Thursday, September 28, 2017

Why I Love Cultures

It is common for people living in cultures foreign to them to at some point get a bit frustrated.  Things are not like they are used to, and this makes them uncomfortable.  Having spent most of my adult life living in a culture other than the one I grew up in, I have had my fare share of cultural discomfort, or as it is more commonly known, culture shock.


Yet, I love other cultures, and that love is one of the things that has helped me survive for so long away from my home culture.

I say I love cultures, but really it is the people who make up the cultures that I love.  In fact, it is my theology of people that has helped me make big steps in overcoming culture shock.  Allow me to explain.

As a Christian, I believe that God made people.  He made us in His own image, and He made us good.  However, we messed things up and became evil.  This doctrine is known as total depravity.  It is also the reason why culture shock exists.

You see, culture shock comes when we look at something in another culture and think, “That’s not how it should be.”  Total depravity comes into the picture here in two ways.  The first is that the host culture that is frustrating us is made up of evil people who do things in an imperfect and evil way.  The second is that we are evil and think that these other evil people need to do their imperfect things in our imperfect way.

Of course, it is difficult for us to see our own reflection.  We assume that all of the problems come from the host culture, and we blame them.  We get angry and frustrated that they are not like us.  We never seem to notice that in wishing that they would be more like us we are wishing them to be angry frustrated people.

If we left the story here, it would be depressing and hopeless, and we would only end up hating everyone in the world (even ourselves).  Yet God did not leave us this way.  He came into our world and experienced human culture.  He died for our sins and He redeemed all of humanity.  Everyone can be saved and redeemed.  “Everyone who calls on the name of the Lord will be saved.” (Joel 2:32)

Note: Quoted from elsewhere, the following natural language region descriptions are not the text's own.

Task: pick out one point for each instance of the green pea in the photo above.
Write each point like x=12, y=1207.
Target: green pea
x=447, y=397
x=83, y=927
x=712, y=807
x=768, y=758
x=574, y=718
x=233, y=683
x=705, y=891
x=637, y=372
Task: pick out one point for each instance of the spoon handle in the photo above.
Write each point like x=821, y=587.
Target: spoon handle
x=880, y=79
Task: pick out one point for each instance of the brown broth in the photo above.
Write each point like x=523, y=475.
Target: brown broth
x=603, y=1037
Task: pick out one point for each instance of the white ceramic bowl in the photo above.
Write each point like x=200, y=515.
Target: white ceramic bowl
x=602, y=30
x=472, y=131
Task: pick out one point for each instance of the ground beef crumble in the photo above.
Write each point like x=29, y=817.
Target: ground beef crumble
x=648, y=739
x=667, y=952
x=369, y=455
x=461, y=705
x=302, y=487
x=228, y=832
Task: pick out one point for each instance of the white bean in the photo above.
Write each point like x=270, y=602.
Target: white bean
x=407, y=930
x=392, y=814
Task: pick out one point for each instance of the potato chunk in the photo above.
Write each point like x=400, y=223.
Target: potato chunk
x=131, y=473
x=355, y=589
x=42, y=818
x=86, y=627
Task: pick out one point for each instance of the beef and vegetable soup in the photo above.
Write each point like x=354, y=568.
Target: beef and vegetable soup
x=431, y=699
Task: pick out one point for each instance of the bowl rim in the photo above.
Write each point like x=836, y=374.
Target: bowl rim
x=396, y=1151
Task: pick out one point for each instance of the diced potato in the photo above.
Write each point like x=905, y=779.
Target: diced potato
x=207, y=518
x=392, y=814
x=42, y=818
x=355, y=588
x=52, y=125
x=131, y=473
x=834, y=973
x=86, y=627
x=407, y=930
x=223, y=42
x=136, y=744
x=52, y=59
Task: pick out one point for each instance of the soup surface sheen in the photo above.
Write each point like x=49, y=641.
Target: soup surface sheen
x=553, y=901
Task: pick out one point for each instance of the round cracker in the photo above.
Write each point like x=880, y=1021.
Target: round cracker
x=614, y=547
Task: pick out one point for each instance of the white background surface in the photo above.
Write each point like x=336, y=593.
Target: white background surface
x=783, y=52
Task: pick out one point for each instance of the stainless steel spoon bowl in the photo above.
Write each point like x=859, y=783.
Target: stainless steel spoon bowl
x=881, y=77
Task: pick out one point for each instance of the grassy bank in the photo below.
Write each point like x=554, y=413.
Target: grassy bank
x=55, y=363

When I see other cultures, I see the evil.  But I also see the people that God loves.  He came to redeem them, and in each of them there is much good to see.

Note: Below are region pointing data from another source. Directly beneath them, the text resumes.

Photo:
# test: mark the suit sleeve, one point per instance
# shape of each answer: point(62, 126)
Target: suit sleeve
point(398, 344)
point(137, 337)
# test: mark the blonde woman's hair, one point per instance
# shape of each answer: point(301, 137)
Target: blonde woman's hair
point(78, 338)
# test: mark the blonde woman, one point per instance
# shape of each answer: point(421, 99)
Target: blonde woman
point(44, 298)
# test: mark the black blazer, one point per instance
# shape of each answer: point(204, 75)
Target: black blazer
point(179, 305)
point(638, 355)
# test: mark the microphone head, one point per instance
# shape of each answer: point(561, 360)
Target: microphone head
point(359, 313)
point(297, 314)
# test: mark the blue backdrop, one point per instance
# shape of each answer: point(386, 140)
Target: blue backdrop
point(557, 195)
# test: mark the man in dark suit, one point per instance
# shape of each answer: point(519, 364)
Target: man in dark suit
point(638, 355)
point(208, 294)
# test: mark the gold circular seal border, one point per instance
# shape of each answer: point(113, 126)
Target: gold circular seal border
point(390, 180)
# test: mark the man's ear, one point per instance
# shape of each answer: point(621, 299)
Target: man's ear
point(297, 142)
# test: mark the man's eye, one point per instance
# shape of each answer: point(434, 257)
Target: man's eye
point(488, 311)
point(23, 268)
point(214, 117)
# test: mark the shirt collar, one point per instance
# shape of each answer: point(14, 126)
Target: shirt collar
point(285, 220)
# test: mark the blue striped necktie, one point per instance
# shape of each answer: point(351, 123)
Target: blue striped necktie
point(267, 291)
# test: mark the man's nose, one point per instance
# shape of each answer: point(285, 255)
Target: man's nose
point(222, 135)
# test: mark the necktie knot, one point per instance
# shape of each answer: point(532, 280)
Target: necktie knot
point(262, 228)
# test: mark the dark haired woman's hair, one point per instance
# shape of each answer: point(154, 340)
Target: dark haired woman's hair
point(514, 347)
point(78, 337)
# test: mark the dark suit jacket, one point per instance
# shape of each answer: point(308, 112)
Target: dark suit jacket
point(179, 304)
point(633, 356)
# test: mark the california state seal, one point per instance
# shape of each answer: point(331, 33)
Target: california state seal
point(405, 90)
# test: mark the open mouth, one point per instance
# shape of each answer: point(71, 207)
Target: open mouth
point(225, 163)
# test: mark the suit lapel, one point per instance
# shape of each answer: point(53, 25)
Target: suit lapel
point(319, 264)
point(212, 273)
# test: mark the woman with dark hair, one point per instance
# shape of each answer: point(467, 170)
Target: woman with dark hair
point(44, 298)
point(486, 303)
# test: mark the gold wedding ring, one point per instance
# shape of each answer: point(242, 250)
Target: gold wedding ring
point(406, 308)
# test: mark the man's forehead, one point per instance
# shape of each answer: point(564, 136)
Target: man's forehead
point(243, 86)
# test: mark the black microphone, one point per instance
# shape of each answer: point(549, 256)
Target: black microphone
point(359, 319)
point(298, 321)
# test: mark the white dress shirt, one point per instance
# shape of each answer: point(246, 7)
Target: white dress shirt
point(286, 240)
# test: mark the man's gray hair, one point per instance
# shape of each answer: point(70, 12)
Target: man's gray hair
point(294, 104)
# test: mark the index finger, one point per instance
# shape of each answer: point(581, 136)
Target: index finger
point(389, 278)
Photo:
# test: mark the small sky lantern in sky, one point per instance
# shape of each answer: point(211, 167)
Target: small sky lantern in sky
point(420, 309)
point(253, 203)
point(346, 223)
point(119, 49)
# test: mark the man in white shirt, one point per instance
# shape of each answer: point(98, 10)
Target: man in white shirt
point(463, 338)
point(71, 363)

Last month I visited Greece.  Today I am in Bulgaria.  Tomorrow I will be in Romania.  Each culture is made up of wonderful and flawed people, just like me.

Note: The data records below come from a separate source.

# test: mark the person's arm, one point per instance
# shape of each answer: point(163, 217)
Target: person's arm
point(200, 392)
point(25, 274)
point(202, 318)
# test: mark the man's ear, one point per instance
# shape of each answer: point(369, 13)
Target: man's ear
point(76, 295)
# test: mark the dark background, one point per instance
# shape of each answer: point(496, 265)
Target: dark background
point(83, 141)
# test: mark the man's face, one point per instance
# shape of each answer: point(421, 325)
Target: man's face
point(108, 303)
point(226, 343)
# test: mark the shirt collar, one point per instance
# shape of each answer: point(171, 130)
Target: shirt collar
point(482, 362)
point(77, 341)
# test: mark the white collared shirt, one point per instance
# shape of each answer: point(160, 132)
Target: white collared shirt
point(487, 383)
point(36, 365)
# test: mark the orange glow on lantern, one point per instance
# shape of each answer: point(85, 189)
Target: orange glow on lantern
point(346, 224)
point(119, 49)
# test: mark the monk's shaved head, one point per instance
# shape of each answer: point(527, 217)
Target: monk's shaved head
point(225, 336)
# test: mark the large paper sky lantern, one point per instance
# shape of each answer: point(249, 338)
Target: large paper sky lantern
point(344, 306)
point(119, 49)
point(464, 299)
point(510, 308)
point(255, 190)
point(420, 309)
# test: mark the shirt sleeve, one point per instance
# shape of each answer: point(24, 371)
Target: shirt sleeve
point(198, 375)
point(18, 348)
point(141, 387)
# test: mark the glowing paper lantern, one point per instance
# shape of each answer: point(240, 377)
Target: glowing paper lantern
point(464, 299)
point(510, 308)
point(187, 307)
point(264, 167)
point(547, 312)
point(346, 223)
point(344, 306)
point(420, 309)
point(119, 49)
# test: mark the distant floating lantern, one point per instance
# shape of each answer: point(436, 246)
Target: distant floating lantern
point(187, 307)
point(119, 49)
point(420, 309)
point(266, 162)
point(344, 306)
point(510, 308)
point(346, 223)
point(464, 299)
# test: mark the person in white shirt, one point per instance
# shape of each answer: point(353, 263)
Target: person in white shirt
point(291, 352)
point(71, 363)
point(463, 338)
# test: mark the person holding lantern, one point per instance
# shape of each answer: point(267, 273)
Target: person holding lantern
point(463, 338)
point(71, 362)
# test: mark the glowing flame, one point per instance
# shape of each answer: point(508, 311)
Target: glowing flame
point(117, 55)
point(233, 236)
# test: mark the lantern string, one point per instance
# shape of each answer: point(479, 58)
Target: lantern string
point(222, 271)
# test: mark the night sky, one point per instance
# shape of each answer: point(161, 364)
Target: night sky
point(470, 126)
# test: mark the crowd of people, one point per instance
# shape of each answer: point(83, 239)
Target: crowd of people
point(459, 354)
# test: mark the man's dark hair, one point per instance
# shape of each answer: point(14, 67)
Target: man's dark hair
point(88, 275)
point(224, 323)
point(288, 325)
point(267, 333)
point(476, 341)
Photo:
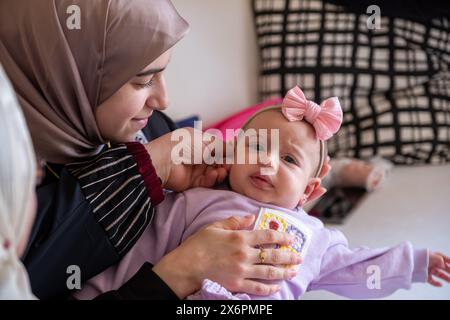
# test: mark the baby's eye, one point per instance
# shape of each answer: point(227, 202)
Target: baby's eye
point(289, 159)
point(258, 147)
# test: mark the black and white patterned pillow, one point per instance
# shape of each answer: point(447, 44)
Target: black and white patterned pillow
point(393, 82)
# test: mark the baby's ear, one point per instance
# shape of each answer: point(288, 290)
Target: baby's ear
point(313, 185)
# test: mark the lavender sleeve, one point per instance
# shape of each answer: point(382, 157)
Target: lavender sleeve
point(355, 273)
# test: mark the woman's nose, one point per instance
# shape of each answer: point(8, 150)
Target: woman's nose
point(159, 98)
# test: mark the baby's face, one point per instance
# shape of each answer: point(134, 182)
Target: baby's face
point(293, 166)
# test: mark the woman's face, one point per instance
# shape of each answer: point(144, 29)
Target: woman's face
point(126, 112)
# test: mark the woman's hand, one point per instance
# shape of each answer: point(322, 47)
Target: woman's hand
point(316, 194)
point(224, 254)
point(178, 172)
point(438, 266)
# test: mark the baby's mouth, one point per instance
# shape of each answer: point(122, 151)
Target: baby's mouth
point(261, 182)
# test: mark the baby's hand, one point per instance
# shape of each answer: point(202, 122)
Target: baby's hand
point(438, 266)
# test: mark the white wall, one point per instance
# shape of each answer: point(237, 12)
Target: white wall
point(213, 71)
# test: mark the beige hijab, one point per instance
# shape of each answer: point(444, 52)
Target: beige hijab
point(62, 74)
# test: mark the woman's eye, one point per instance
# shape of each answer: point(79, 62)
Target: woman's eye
point(289, 159)
point(147, 84)
point(258, 147)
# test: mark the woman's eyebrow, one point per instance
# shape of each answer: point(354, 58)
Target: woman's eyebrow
point(149, 72)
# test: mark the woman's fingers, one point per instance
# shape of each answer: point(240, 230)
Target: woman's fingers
point(325, 168)
point(433, 282)
point(275, 257)
point(441, 274)
point(265, 272)
point(257, 288)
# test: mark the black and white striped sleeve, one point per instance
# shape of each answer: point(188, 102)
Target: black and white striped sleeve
point(123, 189)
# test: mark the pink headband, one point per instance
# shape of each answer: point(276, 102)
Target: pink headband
point(326, 118)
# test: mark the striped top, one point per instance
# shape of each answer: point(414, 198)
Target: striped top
point(123, 189)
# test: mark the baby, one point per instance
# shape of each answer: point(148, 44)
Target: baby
point(277, 198)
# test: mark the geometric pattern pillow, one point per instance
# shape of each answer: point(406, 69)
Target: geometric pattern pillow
point(393, 83)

Like me, they are people who do not deserve redemption.
Like me, they are people who do not deserve love.
Yet like me, they are people that Jesus died to save.

When we realize that every single person we ever meet is someone who Jesus came to redeem in the same way He redeemed me, it becomes very difficult to dislike him or his culture.

If we truly believe the good news of undeserved salvation by grace through faith, pride falls away.  Without pride, there is no ethnocentrism, and there is no culture shock.

In Jesus we realize that we are all loved by God even though we deserve wrath.  How can we then turn around and hate others for not being like us?

When we realize that everyone is loved by God, just like we are, it liberates us from our pride, frustration, anger, and hate; and it allows us to love other people and cultures.

Jesus is the cure for culture shock.
Jesus is the cure for ethnocentrism.
Jesus is the cure for racism.

At least He would be if we acted like we really believed.